However, he couldn't help but wonder if there might be a way that he could use the reserve to restore power to the rest of the mansion... or maybe just run an extension cord upstairs somehow.

He didn't know, and quite honestly, either option was far beyond what he could do either in terms of his physical state or his level of ambition, at the moment.

When he finally reached the medlab, he went to the cabinets of medications to get what he needed.

The memory of what happened to Monique was still too fresh in his mind for him to take the chance of taking too many, but he was at a point where he couldn't endure the pain any longer.

He needed relief.

He found the bottle of pills and nearly tore the cap off.

He took two of the pills and swallowed them dry. Then held the bottle firmly in his agonized, aching hands and waited.

Standing silently in the dim lighting of the medlab, he really looked at the room for a long moment.

Emma was usually such a 'neat freak' that it was surprising to find packaging and medical instruments scattered on the floor. He didn't want to imagine the horror that must have taken place for Emma to allow things to fall into this state of disarray.

For just a moment, Logan thought about tidying up and putting things back in their right place. But just as suddenly, he realized what a monumental task that would be in his current physical state, and besides, he probably wouldn't have cleaned it up if he were fit, healthy and everyone in the world were still alive.

A sudden chill washed over his body and he found himself trembling where he stood.

Carefully, he recapped the bottle, so as not to drop any of the precious pills. Then he made his way back to the elevator.

By the time he was back to the common room, he was shivering uncontrollably.

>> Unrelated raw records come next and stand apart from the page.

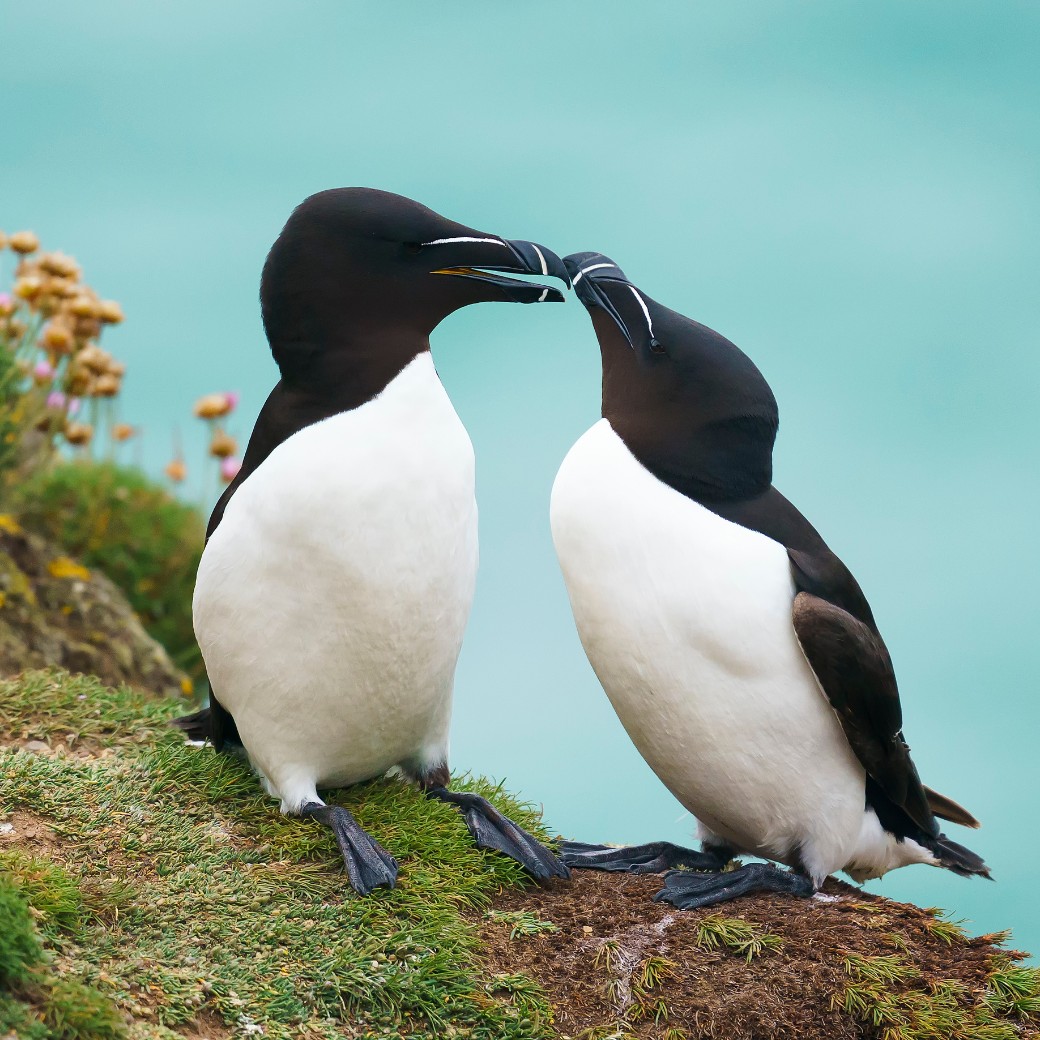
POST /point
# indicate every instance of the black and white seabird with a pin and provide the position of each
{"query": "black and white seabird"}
(340, 563)
(738, 651)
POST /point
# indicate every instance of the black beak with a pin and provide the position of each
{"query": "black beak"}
(487, 257)
(599, 282)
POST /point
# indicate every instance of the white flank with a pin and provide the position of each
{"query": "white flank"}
(686, 621)
(332, 599)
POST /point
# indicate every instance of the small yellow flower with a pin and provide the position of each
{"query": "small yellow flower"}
(62, 567)
(56, 337)
(107, 386)
(79, 433)
(28, 287)
(24, 241)
(109, 312)
(83, 306)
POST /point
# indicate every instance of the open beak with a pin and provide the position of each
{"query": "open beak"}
(486, 258)
(600, 283)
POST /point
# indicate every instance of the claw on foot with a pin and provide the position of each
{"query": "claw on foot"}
(652, 858)
(493, 830)
(687, 890)
(368, 864)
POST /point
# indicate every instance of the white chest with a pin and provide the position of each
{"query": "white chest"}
(685, 618)
(332, 599)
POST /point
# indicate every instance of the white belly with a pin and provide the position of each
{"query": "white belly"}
(332, 599)
(686, 621)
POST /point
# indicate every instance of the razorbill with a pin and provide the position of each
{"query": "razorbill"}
(340, 563)
(737, 650)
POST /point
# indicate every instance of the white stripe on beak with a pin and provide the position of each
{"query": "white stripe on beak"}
(444, 241)
(585, 270)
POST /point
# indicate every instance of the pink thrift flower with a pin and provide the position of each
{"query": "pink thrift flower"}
(230, 468)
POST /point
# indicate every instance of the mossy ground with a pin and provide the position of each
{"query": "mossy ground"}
(119, 520)
(165, 882)
(149, 889)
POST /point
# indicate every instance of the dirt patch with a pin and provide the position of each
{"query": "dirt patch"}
(29, 832)
(206, 1027)
(616, 957)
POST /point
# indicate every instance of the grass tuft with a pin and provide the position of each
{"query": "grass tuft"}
(198, 894)
(737, 935)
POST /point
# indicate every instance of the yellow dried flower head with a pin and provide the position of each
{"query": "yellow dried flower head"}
(62, 567)
(78, 382)
(222, 445)
(78, 433)
(63, 288)
(24, 241)
(212, 406)
(28, 286)
(109, 312)
(56, 337)
(87, 328)
(107, 386)
(94, 358)
(83, 306)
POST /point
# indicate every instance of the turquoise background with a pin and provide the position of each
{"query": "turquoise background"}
(848, 190)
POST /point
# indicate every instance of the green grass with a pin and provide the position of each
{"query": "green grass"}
(148, 542)
(177, 886)
(888, 993)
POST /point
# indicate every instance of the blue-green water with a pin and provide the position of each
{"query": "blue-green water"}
(850, 191)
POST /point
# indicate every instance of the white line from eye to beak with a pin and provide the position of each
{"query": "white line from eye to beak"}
(444, 241)
(585, 270)
(645, 311)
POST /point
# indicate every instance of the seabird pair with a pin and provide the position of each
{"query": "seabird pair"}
(337, 579)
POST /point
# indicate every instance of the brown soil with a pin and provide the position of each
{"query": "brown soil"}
(607, 927)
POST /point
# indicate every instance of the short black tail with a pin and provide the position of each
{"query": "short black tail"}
(198, 726)
(955, 857)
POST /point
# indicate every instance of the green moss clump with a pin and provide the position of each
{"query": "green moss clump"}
(20, 949)
(118, 520)
(198, 894)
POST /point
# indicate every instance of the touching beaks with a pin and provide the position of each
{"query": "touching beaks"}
(484, 258)
(599, 282)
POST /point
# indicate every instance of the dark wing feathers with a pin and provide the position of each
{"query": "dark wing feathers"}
(854, 670)
(946, 808)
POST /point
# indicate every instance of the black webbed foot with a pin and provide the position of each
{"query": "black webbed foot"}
(652, 858)
(689, 890)
(492, 830)
(368, 864)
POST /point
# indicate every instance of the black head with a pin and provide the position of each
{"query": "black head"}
(690, 405)
(361, 270)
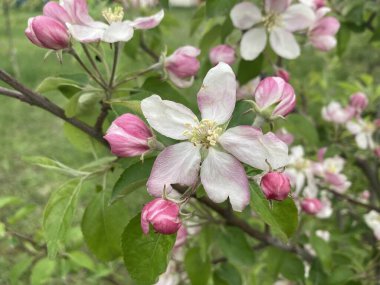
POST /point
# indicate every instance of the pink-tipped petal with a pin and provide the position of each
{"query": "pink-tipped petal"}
(250, 146)
(244, 15)
(145, 23)
(176, 164)
(168, 118)
(224, 177)
(253, 43)
(217, 96)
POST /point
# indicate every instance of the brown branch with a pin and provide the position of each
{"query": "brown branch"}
(26, 95)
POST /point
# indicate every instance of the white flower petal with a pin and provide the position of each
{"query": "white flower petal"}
(176, 164)
(118, 32)
(224, 177)
(253, 43)
(85, 34)
(244, 15)
(250, 146)
(284, 43)
(168, 118)
(298, 17)
(217, 96)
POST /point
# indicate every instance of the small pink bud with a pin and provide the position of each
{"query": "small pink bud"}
(222, 53)
(275, 185)
(163, 215)
(359, 101)
(283, 74)
(48, 33)
(274, 93)
(183, 63)
(311, 206)
(56, 11)
(128, 136)
(377, 151)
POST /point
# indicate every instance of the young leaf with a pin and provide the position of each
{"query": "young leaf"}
(282, 218)
(102, 226)
(59, 213)
(199, 270)
(145, 256)
(133, 178)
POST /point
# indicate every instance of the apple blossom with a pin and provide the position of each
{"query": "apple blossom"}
(182, 66)
(359, 101)
(372, 219)
(363, 132)
(210, 149)
(128, 136)
(280, 21)
(335, 113)
(311, 206)
(274, 98)
(116, 30)
(282, 73)
(163, 215)
(222, 53)
(47, 33)
(275, 185)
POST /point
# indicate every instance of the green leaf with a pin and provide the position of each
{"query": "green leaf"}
(67, 87)
(219, 7)
(133, 178)
(102, 226)
(235, 247)
(42, 271)
(199, 270)
(302, 128)
(248, 70)
(282, 218)
(227, 274)
(59, 213)
(145, 256)
(81, 259)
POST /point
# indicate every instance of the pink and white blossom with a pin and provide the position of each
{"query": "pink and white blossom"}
(222, 53)
(208, 151)
(335, 113)
(280, 21)
(47, 33)
(274, 97)
(275, 186)
(163, 215)
(311, 206)
(363, 132)
(116, 30)
(372, 219)
(128, 136)
(183, 65)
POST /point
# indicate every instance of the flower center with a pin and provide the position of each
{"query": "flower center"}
(271, 20)
(115, 15)
(206, 133)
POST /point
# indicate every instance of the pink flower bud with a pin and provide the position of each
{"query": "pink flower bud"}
(311, 206)
(183, 63)
(275, 185)
(222, 53)
(359, 101)
(48, 33)
(56, 11)
(274, 93)
(283, 74)
(128, 136)
(163, 215)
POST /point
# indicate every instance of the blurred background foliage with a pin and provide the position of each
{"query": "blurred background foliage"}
(317, 77)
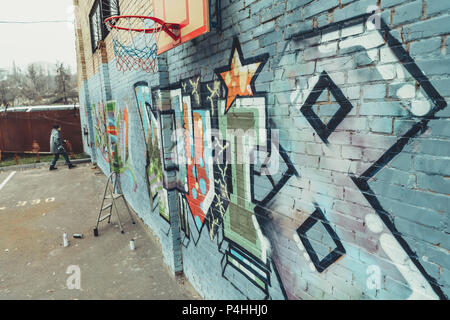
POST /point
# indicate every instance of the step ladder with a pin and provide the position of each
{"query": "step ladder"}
(111, 194)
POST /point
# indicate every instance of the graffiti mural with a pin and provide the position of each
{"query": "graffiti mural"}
(101, 137)
(152, 134)
(292, 165)
(118, 129)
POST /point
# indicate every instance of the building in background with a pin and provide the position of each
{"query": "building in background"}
(292, 150)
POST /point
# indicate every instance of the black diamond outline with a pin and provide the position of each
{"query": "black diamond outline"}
(333, 256)
(324, 131)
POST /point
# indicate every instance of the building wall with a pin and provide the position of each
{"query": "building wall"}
(333, 118)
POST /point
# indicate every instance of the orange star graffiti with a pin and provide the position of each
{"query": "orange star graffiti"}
(239, 77)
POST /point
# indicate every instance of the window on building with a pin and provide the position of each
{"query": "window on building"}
(101, 10)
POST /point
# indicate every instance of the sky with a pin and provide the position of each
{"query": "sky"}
(37, 42)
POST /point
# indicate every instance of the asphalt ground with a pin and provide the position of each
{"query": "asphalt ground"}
(37, 206)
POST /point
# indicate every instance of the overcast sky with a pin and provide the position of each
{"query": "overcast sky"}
(43, 42)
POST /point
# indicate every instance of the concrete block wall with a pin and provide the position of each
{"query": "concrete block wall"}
(349, 103)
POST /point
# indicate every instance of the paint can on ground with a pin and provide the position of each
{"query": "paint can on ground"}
(65, 240)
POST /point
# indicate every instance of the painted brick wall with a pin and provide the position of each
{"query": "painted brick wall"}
(337, 185)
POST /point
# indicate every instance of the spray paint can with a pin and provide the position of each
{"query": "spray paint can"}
(65, 240)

He grabbed up the quilt that was draped across the back of the nearest couch and wrapped it around himself.

Despite the aching in his hands from his grip, he continued to clutch it tightly to try and maintain some sort of body warmth as he curled into a tight ball on the couch.

His teeth literally chattered as he clenched his eyes shut and tried to will himself to be warm.

He lost any concept of time as he huddled into himself, all alone, and finally fell into a fitful, fever enhanced, sleep.

* * * * *

He woke up suddenly with the wet quilt constricted around him, sticking to every inch of exposed skin.

The sweat was running in rivulets down his face and into his eyes as he fought to extricate himself from the suffocating cocoon.

He felt like he was roasting alive and on the verge of passing out from the extreme heat.

Once he was finally out of the quilt, he realized that the clothes he was wearing were stuck to him and sopping wet with sweat.

He wanted to go upstairs to take a shower and rinse the sweat off, but at the moment, it was more important for him to get a drink. He was absolutely parched.

About halfway to the kitchen, the realization struck him that all the aches and pains that he had suffered through that morning were suspiciously gone.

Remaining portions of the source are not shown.